Nonlinear Spiking Locomotion In Fluids With Neuromorphic Hardware
Controlling robotic agents within real world scenarios has been a long standing problem in control theory, especially as the conditions and environments within which the agents operate change through time. Nonlinear adaptive control methods promise to overcome the limitation of non-adaptive controllers by taking into account multi-sensory feedback into their own control methods. However the controllers themselves are limited by their computational speed -as robotic control needs to be as close to real time as possible- and by their energy consumption requirements.
A promising alternative to the limits of existing hardware used to control robots is neuromorphic hardware, which offers the possibility to run complex adaptive control algorithms in a computationally and energy efficient manner. Such algorithms are already explored in the literature, but they had to be adapted to Spiking Neural Networks (SNN) in order to make use of the corresponding hardware. These types of controllers needed to be first optimized and ran on a simulation, and then ported on a real robot with a neuromorphic controller powering it’s virtual brain.
In this completed project within the Intel Neuromorphic Research Community we investigated the Loihi neuromorphic chip for the hardware control of a swimming snake-like robot. The scope was limited to simulation in Gazebo and the Neurorobotics Platform (NRP).

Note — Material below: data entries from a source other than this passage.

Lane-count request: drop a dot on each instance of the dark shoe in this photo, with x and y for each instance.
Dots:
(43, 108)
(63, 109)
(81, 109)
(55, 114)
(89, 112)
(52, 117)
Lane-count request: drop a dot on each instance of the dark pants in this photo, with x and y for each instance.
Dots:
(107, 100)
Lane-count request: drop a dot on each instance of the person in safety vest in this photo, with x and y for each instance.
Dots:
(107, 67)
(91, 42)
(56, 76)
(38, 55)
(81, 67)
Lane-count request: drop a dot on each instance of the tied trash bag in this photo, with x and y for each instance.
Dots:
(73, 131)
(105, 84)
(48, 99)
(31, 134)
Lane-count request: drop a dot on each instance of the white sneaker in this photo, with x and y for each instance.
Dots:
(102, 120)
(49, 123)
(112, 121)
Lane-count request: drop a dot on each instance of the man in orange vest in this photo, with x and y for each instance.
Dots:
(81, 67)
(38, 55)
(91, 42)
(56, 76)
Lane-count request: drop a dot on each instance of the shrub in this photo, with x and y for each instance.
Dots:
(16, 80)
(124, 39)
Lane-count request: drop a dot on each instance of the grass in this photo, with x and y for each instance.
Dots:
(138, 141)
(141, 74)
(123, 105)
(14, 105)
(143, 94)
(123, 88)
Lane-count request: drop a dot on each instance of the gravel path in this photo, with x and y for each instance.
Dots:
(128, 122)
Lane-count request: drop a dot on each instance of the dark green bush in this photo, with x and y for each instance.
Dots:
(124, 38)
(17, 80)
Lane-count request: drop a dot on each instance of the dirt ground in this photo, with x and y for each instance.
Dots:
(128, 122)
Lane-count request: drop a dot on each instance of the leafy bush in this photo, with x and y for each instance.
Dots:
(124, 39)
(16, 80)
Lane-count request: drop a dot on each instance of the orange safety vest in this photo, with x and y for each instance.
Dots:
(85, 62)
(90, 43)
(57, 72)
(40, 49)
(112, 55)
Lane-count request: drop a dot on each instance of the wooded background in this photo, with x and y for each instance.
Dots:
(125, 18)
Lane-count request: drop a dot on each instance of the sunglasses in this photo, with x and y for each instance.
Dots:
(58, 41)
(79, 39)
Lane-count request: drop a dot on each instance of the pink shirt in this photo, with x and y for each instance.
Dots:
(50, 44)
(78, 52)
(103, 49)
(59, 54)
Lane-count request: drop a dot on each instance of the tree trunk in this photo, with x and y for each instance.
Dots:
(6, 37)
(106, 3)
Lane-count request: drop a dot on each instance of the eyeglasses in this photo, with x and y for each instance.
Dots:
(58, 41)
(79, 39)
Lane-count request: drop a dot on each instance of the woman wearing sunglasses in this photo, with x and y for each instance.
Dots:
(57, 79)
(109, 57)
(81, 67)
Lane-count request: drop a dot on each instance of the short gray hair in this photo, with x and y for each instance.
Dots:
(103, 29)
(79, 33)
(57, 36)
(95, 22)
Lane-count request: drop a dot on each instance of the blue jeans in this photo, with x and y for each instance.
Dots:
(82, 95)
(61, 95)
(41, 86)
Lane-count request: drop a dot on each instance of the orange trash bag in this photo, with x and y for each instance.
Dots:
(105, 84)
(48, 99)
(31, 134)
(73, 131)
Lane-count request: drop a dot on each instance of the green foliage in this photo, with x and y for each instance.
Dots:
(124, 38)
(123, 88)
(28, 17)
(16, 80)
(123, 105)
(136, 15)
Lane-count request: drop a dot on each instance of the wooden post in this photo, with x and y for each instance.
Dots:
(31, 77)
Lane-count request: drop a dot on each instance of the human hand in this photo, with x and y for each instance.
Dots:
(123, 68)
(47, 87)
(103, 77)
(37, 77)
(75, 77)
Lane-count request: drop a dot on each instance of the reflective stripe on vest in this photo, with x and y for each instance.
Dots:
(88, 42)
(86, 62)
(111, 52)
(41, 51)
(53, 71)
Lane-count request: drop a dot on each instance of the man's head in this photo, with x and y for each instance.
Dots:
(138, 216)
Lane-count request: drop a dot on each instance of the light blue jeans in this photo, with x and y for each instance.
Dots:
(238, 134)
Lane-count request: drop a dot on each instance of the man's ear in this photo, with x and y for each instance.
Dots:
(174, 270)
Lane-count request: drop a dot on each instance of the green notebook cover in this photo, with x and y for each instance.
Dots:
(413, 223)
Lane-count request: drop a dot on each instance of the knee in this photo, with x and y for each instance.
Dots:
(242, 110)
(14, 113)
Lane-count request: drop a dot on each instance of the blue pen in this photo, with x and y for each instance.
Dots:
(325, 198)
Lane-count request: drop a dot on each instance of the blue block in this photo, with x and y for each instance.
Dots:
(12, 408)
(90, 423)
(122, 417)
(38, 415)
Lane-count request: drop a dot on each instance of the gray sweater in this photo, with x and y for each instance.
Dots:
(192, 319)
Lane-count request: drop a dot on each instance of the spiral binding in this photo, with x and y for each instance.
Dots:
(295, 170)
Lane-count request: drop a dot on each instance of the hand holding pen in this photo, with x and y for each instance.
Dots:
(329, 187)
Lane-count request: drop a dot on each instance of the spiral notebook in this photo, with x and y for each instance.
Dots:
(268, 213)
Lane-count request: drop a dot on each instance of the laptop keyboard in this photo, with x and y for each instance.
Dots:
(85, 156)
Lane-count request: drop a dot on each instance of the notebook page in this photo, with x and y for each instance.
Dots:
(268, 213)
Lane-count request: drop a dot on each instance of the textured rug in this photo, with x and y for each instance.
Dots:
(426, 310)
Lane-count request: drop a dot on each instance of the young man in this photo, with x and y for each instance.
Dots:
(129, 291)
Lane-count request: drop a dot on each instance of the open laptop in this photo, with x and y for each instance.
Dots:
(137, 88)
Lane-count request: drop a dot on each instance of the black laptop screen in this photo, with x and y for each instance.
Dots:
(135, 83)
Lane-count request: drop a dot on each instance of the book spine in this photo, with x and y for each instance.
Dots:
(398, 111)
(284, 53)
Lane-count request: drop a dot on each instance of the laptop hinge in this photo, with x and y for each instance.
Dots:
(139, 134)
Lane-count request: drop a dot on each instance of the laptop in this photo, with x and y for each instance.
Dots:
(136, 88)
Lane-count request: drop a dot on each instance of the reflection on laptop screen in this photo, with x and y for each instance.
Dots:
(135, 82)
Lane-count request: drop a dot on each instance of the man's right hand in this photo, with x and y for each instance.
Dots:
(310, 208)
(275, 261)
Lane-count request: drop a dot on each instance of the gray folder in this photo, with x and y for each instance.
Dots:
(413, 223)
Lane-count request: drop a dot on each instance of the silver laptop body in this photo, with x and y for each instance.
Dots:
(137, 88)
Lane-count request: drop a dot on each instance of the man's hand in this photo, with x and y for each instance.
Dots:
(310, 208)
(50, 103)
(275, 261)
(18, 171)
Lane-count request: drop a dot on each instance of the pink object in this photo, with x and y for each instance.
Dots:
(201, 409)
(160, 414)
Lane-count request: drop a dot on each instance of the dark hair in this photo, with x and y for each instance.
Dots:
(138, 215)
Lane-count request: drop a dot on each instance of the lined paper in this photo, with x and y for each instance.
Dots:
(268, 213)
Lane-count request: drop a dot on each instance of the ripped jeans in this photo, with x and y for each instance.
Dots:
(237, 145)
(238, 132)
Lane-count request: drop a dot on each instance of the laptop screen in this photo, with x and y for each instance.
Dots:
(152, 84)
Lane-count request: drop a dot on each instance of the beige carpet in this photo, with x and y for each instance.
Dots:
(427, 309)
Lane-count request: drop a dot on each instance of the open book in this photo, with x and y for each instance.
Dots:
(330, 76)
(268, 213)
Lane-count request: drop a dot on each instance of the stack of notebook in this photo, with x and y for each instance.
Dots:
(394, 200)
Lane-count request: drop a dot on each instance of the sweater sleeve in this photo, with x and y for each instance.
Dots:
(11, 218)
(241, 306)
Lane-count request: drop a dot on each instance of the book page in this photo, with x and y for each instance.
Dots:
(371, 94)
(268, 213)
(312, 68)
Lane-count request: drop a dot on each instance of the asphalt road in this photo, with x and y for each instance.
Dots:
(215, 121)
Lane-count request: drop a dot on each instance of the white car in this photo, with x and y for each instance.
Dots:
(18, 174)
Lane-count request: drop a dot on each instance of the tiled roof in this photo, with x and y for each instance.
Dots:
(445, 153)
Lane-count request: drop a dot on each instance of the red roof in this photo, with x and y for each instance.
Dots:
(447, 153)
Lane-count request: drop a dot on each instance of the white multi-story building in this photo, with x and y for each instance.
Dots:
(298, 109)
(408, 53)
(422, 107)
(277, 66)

This one year project has completed with successful results and has met its goals, namely:
Comparing between the spiking and the original non-spiking methods has been done numerically (see publication). Though, this has not been done experimentally by explicitly have two instances of the simulated robot controlled by these two methods because it does not add more value than the numerical comparison and the work overhead is not justified.